Pettofobi

Pettofobi (Yunanca "petto" kelimesinden - sindirmek ve "fobi") ağızda yiyecek çiğneme korkusudur. Bu mantıksız korku insanlarda çok nadir görülür, ancak buna rağmen bu fobiden muzdarip hastaların çoğu, bu hoş olmayan hisle sürekli olarak baş etmek zorunda kalır.

Pettofobinin nedenleri farklı olabilir, örneğin bir kişinin çocuklukta yaşadığı bir kaza. Bu korku aynı zamanda diş çatışmalarından veya yiyeceklere karşı alerjik reaksiyonlardan da kaynaklanabilir. Nadir durumlarda kalıtsal faktörler de neden olabilir. Sebep yukarıda belirtilen faktörlerde yatmıyorsa, kural olarak hastanın bu dehşetin kökenini hatırlaması zordur. Yine de hayatının erken dönemlerinde ağzında veya midesinde olumsuz bir yiyecek algısına yol açan olayların meydana geldiğini hatırlıyor. Tedavinin ancak hastanın gıdaya karşı güçlü, kontrolsüz bir saldırganlık yaşaması durumunda gerçekleştirildiğini de belirtmekte fayda var. Çenedeki nevraljik ağrılarda hastalar ağrı kesicilerin yardımıyla kendi başlarına sorunla baş edebilmektedir.



Merhaba arkadaşlar! Bugün nadir ve az bilinen bir korku olan pettofobiden bahsedeceğiz. Eğer bana 9 ay önce bunun ne olduğunu sorsaydın sana deliymişsin gibi bakardım. Ama zaman geçiyor, değiştim ve bugün size pettofobi gibi parlak ve derin bir duyguyu anlatmaya hazırım.

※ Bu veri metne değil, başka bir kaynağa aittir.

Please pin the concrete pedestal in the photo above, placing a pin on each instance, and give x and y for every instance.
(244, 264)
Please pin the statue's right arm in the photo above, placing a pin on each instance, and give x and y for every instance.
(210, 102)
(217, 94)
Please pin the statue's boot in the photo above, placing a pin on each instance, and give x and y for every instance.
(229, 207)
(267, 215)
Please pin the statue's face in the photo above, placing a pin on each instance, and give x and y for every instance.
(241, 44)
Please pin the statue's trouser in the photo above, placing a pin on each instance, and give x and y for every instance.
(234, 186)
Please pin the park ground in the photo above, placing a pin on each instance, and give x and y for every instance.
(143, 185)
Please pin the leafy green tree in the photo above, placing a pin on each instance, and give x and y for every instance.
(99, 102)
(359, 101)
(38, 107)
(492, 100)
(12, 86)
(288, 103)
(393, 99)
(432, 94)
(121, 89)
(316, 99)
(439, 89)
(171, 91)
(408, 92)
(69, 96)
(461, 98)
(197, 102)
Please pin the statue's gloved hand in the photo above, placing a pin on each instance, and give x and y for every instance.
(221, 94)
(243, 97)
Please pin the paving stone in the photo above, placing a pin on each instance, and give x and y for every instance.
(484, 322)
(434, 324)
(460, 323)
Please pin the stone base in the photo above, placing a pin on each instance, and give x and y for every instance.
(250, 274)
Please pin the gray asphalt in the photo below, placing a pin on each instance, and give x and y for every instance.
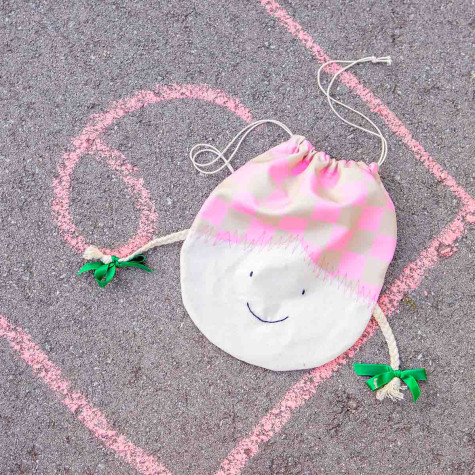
(132, 349)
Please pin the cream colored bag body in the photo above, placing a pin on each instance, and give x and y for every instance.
(283, 265)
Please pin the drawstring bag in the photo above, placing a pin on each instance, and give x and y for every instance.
(284, 263)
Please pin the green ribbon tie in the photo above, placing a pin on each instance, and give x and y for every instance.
(104, 273)
(383, 373)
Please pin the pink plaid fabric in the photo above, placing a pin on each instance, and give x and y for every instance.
(338, 211)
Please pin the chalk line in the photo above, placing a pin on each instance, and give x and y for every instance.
(89, 142)
(92, 418)
(410, 278)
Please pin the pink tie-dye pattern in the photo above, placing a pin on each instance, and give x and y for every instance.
(332, 199)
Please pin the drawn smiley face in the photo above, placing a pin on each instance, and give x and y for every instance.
(268, 305)
(261, 319)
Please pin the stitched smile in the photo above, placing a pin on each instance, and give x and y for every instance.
(262, 320)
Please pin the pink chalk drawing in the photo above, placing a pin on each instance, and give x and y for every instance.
(90, 142)
(409, 280)
(91, 417)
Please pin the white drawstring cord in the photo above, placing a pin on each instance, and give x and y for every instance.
(391, 390)
(200, 148)
(92, 252)
(332, 100)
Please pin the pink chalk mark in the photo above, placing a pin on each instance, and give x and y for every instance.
(89, 142)
(375, 104)
(305, 388)
(409, 279)
(92, 418)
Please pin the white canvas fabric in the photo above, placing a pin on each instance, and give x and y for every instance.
(268, 306)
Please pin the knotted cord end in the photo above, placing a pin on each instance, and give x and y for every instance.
(392, 390)
(93, 253)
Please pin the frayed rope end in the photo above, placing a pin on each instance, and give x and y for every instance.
(392, 390)
(93, 253)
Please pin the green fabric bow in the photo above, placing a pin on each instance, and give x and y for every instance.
(104, 273)
(383, 373)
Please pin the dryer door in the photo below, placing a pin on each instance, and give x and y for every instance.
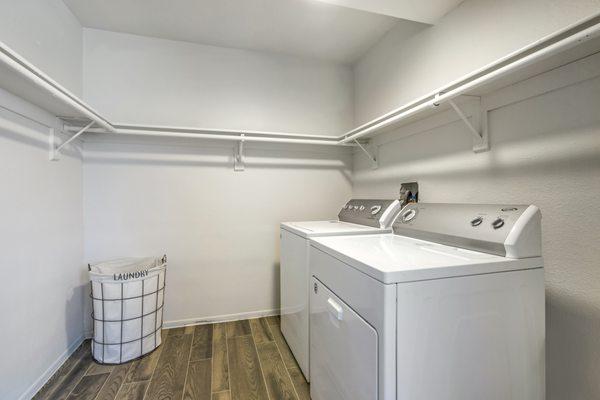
(343, 349)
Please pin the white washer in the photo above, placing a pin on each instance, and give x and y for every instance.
(448, 307)
(357, 217)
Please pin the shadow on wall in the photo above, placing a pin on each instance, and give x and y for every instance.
(572, 349)
(181, 153)
(447, 156)
(75, 312)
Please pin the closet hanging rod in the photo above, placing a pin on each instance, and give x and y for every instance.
(32, 74)
(590, 28)
(333, 141)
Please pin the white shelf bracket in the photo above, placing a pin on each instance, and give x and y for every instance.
(238, 157)
(54, 150)
(475, 124)
(372, 157)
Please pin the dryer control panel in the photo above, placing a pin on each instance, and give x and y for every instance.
(370, 212)
(508, 230)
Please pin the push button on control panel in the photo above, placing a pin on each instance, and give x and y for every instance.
(409, 215)
(477, 221)
(498, 223)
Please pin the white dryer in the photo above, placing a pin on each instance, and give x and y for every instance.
(448, 307)
(357, 217)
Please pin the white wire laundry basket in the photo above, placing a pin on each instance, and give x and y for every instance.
(127, 301)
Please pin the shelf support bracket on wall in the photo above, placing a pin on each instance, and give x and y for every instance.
(54, 150)
(372, 157)
(238, 157)
(475, 124)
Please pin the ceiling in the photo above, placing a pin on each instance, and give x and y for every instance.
(340, 32)
(426, 11)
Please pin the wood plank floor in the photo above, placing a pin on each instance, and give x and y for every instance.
(239, 360)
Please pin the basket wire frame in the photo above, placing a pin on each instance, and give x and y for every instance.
(158, 309)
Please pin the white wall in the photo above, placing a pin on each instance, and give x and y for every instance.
(43, 287)
(477, 32)
(545, 151)
(48, 35)
(142, 80)
(219, 228)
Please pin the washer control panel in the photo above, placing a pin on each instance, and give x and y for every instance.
(510, 230)
(371, 212)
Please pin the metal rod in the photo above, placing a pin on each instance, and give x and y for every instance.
(139, 132)
(38, 78)
(462, 116)
(185, 129)
(82, 130)
(423, 103)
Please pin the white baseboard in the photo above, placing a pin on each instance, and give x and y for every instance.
(209, 320)
(43, 379)
(219, 318)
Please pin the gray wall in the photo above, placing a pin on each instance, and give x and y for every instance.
(477, 32)
(44, 280)
(545, 151)
(48, 35)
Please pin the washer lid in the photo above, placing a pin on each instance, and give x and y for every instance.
(329, 228)
(392, 258)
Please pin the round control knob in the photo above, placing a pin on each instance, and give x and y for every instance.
(498, 223)
(477, 221)
(409, 215)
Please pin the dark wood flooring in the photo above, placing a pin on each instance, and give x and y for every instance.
(240, 360)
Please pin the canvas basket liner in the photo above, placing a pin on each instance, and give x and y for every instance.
(127, 302)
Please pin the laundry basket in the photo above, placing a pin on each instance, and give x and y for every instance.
(128, 299)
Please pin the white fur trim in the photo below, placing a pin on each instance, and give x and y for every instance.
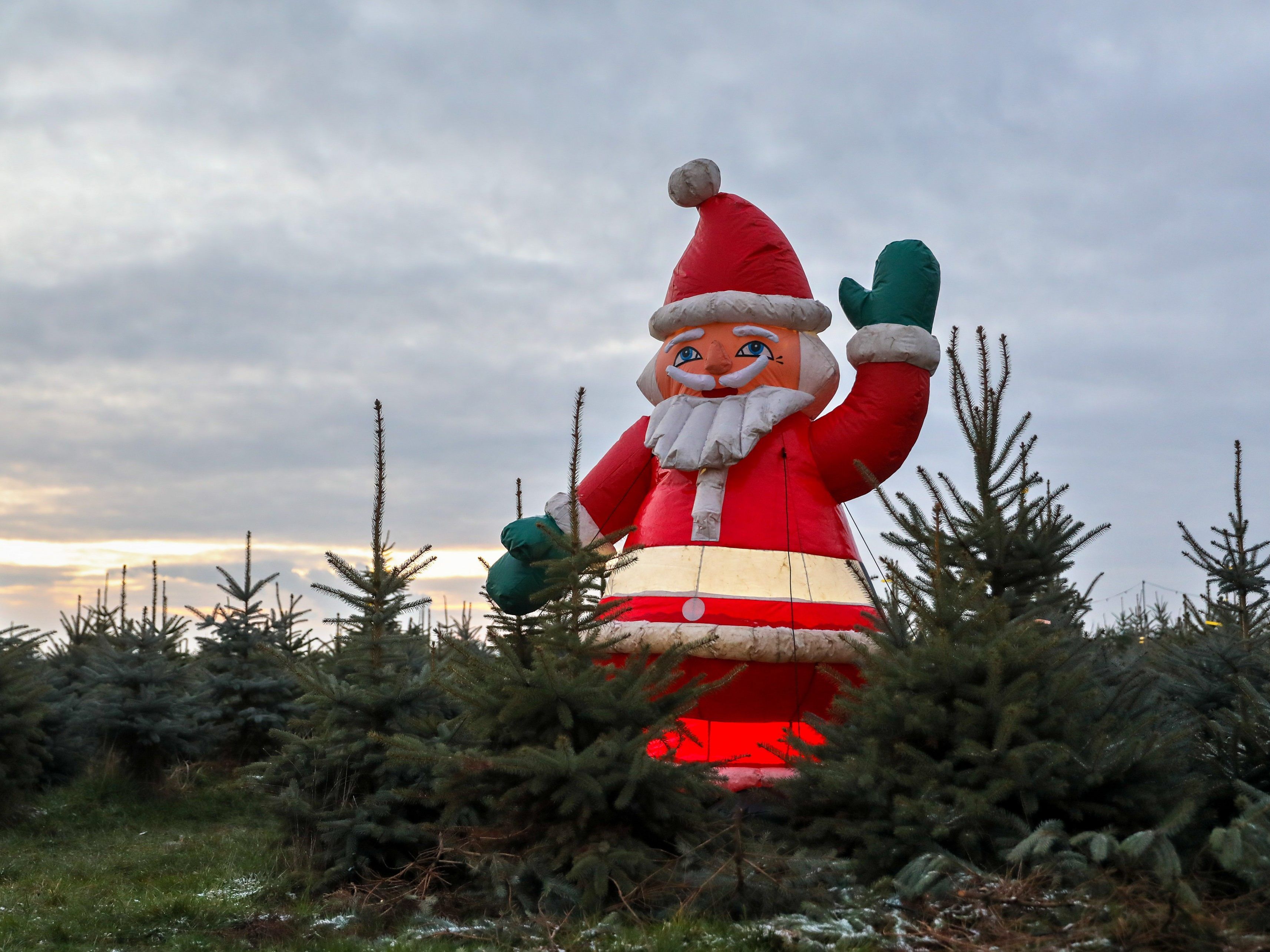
(723, 572)
(647, 383)
(895, 343)
(558, 508)
(818, 367)
(708, 505)
(693, 183)
(740, 307)
(737, 779)
(737, 643)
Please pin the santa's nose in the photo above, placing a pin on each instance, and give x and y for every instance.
(717, 360)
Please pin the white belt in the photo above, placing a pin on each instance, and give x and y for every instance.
(740, 573)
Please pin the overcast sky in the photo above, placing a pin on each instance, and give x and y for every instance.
(226, 229)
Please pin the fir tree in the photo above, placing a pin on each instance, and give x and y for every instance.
(985, 711)
(23, 709)
(1236, 569)
(143, 695)
(1217, 667)
(1014, 530)
(72, 734)
(251, 690)
(572, 806)
(357, 813)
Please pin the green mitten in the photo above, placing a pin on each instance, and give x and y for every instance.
(515, 584)
(906, 289)
(526, 540)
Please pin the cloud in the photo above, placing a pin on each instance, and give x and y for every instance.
(229, 229)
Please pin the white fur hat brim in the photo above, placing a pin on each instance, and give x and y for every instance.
(740, 307)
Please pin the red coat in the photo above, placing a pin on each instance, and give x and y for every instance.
(780, 509)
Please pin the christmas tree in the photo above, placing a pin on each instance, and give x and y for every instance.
(1235, 568)
(572, 808)
(23, 709)
(1013, 531)
(249, 687)
(72, 734)
(1217, 667)
(143, 695)
(985, 710)
(360, 814)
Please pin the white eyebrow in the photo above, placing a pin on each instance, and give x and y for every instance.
(750, 330)
(695, 334)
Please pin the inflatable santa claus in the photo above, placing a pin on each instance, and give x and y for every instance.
(736, 483)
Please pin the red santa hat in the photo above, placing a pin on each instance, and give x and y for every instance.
(738, 267)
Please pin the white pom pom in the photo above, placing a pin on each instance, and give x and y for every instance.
(693, 183)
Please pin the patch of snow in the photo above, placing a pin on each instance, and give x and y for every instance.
(242, 888)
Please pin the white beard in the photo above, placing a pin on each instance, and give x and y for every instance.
(709, 435)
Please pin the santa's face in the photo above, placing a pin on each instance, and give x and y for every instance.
(719, 360)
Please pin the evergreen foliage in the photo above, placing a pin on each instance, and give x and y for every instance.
(249, 687)
(143, 695)
(360, 814)
(1216, 668)
(984, 711)
(1014, 530)
(73, 737)
(1235, 568)
(561, 792)
(23, 709)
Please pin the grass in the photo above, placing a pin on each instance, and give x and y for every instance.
(105, 865)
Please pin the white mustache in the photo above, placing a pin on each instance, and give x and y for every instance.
(704, 381)
(698, 381)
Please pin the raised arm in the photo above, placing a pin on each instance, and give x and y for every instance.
(613, 492)
(895, 357)
(877, 425)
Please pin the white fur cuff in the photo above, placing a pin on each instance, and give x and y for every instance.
(558, 508)
(895, 343)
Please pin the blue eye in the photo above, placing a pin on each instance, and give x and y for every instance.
(755, 348)
(687, 354)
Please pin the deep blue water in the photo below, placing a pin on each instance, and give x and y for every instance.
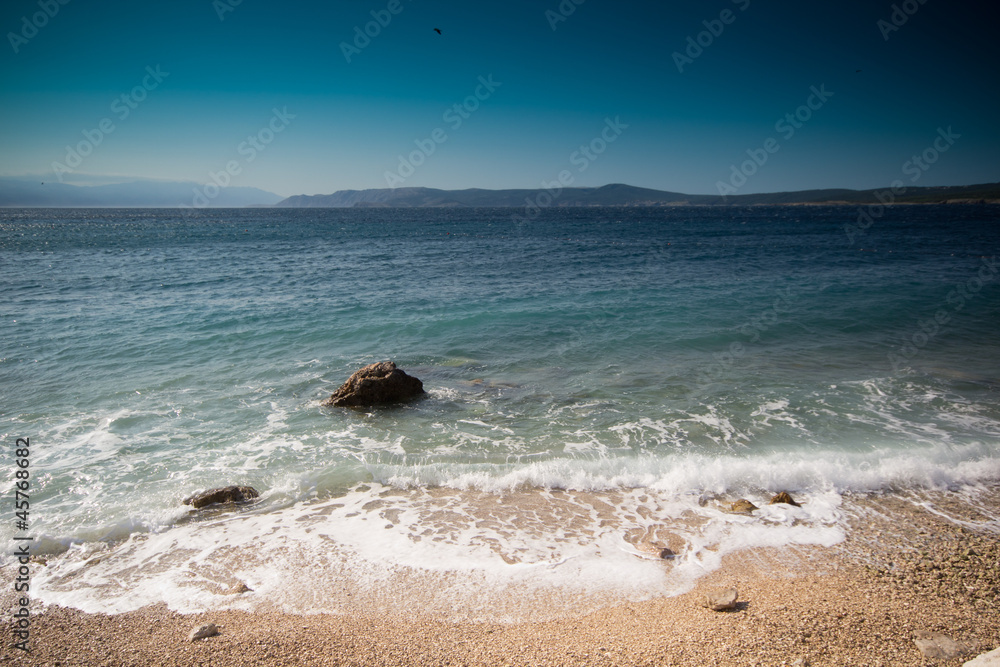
(148, 355)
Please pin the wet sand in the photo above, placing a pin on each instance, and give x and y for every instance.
(912, 563)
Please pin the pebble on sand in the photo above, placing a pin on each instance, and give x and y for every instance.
(991, 659)
(202, 631)
(720, 599)
(937, 646)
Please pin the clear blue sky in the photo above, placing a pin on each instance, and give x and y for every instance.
(352, 120)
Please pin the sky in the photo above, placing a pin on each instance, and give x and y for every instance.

Pettofobi, takıntılı aşırı yeme korkusuyla ilişkili bir durumdur; aşırı yeme güvenliğe yönelik bir tehdit olarak algılanır. Aşırı yeme, duygusal dengesizlik dönemlerinde, stres zamanlarında, yiyeceklerin bozulduğu zamanlarda veya markette kontrolsüz alışveriş sırasında ortaya çıkabilir. Panik korkusuyla karakterize edilen bir olgu, yemekten ziyade kilo alma korkusudur. Pettofobisi olan bir kişinin fazla kilo almamak için kilo alımıyla ilgili her şeyden korkuyla kaçınması gerekir.

Peki neden şişman olma korkusu gerçeklikten daha önemli: Diyabet veya kalp hastalığı olasılığı, fazla kilo, teraziyi yüksek kanser olasılığına doğru çevirebilir?

Pettobovic en korkunç zihinsel bozukluklardan biridir. Ayrıca belirsizlik ve kaygının yanı sıra insanlara bağlanma düzeyinin artması da eşlik edebilir. İstatistiklere göre 20 kişiden yalnızca 3'ü bu rahatsızlıktan muzdarip. Hangi insanlar bu bozukluğa en sık duyarlıdır? Hastalık temel olarak hayatı stresle dolu olan insanları veya yaşamdaki yerini arayan gençleri etkiliyor.